Almut van Niekerk stellt sich für Präses-Wahl vor: Offensiv und einfallsreich

von Anna Neumann

14.01.2021

Als vitale Gemeinschaft mit geschärftem geistlichem Profil hat Almut van Niekerk heute die künftige Evangelische Kirche im Rheinland porträtiert - in ihrer Vorstellungsrede zur Präses-Wahl.


In ihrer Rede über ihre Vision der rheinischen Kirche in den nächsten acht Jahren machte sie auch deutlich: Die Landeskirche werde zwar weiter sinkende Mitgliederzahlen verzeichnen – aber innovativ unterwegs sein und das Evangelium in der Gesellschaft sichtbar machen.

Die Formen von Gemeinden werden vielfältiger sein, Erprobungsräume richtigerweise gefördert. Die Kirche werde ganz selbstverständlich auch „digitale Kirche“ sein, erklärte sie in ihrer Rede und betonte in der anschließenden Fragerunde, dies dürfe gern vielfältiger geschehen – bei Chat, Streaming, Instagram.

„Begegnung ist der Anfang allen Umdenkens“, erklärte Almut van Niekerk auf eine Nachfrage zum Thema internationale ökumenische Partnerschaftsbesuche.

Eine weitere Frage betraf das Themenfeld Umgang mit Geflüchteten bis hin zur Lage an den EU-Außengrenzen. Dazu betonte die Theologin, die evangelische Kirche müsse sich „laut, noch lauter“ für Geflüchtete einsetzen.

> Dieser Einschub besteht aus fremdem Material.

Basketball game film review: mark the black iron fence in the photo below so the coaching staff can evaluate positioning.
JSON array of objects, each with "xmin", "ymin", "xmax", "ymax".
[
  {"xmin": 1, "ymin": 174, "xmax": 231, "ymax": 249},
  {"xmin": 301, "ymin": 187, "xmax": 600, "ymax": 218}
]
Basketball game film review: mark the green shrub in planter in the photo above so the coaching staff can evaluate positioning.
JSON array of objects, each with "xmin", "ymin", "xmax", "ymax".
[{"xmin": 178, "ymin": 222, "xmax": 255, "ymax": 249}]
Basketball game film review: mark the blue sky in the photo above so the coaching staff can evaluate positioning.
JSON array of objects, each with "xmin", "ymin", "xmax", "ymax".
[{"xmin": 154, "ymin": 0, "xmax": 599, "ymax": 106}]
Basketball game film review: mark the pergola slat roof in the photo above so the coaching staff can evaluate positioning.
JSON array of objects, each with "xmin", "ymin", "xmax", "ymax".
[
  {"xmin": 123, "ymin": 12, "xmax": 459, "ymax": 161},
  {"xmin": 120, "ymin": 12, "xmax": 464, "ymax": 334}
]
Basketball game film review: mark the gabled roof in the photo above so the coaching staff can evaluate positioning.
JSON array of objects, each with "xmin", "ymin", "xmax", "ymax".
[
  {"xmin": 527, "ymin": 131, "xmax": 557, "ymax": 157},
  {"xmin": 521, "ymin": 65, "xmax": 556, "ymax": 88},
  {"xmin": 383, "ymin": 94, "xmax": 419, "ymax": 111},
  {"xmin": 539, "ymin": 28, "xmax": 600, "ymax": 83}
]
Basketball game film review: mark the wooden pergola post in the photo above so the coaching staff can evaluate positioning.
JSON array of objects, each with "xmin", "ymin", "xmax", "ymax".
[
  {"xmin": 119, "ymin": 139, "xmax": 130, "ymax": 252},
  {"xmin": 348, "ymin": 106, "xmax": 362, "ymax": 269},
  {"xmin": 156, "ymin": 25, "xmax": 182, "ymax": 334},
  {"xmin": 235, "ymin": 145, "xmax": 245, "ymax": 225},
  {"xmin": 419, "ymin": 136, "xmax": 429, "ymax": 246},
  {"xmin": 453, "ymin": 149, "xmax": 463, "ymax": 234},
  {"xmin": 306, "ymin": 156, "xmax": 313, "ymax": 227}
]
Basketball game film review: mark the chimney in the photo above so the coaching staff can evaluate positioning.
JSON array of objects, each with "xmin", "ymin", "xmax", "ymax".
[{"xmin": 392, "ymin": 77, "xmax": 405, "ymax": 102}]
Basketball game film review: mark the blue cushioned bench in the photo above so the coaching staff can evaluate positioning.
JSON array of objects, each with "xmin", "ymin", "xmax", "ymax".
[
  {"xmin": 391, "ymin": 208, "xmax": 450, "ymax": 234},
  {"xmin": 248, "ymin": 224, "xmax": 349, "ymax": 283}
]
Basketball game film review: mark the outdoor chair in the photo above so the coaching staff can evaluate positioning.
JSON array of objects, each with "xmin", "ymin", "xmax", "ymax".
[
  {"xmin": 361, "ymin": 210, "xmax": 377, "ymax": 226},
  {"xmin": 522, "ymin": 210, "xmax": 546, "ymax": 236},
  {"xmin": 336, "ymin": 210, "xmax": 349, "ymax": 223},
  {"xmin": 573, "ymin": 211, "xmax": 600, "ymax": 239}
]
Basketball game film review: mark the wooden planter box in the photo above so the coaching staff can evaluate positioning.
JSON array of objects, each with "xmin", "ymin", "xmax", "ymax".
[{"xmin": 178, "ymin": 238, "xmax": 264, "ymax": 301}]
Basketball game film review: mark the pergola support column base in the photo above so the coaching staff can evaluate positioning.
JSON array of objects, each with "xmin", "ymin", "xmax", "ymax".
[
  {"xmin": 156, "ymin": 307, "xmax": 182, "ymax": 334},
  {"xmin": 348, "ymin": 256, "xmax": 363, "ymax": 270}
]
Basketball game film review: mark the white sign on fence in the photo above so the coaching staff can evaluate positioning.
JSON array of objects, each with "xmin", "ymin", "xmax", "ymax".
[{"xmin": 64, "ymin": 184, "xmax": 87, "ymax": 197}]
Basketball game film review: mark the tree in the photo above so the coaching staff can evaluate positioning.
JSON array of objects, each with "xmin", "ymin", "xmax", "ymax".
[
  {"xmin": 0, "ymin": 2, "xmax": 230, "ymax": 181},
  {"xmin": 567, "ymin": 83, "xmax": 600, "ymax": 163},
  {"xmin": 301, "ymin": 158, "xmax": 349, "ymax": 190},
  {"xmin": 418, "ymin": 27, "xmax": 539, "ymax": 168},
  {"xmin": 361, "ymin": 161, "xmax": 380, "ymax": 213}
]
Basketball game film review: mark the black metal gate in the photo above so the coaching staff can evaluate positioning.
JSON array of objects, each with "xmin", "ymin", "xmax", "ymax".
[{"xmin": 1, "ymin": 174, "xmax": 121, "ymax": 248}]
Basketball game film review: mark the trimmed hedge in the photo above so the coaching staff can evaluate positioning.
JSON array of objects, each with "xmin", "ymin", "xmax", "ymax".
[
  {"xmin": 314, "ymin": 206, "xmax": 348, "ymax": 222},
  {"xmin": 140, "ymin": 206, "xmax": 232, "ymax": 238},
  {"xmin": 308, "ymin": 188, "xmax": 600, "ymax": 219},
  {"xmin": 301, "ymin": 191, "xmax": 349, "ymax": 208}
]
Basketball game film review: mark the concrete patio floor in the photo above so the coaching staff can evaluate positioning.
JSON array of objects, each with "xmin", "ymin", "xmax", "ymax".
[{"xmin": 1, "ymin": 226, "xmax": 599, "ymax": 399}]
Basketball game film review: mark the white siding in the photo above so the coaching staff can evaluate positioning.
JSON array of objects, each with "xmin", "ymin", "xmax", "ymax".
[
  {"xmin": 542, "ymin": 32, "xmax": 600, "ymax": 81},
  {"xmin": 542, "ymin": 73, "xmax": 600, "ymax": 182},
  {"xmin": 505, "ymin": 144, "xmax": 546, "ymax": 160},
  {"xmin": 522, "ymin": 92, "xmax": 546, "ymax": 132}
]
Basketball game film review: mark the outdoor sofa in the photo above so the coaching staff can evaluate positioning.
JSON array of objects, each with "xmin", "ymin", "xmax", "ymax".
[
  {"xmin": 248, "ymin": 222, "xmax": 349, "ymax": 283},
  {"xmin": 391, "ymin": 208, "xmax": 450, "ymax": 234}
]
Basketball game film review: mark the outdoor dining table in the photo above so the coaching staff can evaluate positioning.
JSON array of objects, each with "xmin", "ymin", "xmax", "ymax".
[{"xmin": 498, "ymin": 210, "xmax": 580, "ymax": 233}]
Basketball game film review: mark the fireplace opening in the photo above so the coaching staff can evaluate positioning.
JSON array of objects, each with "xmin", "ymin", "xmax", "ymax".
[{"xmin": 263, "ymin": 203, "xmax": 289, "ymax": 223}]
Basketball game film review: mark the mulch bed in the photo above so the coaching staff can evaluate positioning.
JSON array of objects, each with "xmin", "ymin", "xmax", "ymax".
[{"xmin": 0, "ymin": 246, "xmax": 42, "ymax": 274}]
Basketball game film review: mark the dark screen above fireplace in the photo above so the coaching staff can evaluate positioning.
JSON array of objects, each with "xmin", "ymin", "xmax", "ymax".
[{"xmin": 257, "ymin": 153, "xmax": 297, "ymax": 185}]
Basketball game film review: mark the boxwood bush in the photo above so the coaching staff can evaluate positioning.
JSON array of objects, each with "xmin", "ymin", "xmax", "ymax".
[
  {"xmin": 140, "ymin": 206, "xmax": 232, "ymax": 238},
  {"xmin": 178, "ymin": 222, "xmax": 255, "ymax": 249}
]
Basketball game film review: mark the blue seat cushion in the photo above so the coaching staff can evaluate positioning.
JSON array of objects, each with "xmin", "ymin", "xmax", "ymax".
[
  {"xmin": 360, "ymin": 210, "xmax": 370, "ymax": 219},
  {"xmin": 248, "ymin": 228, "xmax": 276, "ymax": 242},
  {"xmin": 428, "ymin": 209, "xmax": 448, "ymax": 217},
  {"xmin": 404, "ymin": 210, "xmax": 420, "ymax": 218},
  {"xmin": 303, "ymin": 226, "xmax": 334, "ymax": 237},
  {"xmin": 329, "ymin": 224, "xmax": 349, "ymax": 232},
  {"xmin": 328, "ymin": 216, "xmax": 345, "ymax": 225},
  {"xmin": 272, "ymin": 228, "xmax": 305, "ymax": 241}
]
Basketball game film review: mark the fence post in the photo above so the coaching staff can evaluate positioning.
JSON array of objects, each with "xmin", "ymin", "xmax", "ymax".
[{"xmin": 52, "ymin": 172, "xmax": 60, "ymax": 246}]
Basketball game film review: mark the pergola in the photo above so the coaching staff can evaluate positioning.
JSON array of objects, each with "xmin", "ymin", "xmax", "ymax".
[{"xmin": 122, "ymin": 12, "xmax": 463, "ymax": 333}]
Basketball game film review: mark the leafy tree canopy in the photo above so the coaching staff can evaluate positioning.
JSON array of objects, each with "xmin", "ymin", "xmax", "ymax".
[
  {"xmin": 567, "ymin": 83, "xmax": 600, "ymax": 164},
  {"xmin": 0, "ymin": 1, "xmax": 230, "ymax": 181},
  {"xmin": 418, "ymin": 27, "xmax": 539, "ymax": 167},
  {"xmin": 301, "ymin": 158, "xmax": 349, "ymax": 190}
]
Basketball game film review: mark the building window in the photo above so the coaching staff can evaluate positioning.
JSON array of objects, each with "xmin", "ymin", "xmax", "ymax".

Mehrere Fragen richteten den Fokus auf die nachwachsende Generation. Entscheidend sei es, eine „Haltung zu wecken und beizubehalten, die jungen Menschen das Gefühl gibt, dass sie selbstverständlich dazugehören – und dass das keine Gefälligkeit ist“.

Als Präses will die Theologin „salopp gesagt: den Laden zusammenhalten“. Also: die kommunikative Aufgabe übernehmen, alle miteinander ins Gespräch zu bringen und gemeinsame Ergebnisse mit Nachdruck zu vertreten. „Nach meiner Erfahrung ist es vor allem Kommunikation, die es braucht, damit wir in unserer Kirche beim Wesentlichen bleiben, nämlich wer Jesus Christus für uns heute ist.“

Persönlich bringt Almut van Niekerk ein: ihren „tiefverwurzelten Glauben, der mich bisher durch manche Stürme des Lebens getragen hat“, langjährige Leitungskompetenz in Kirche und Diakonie, eine Weiterbildung als Supervisorin.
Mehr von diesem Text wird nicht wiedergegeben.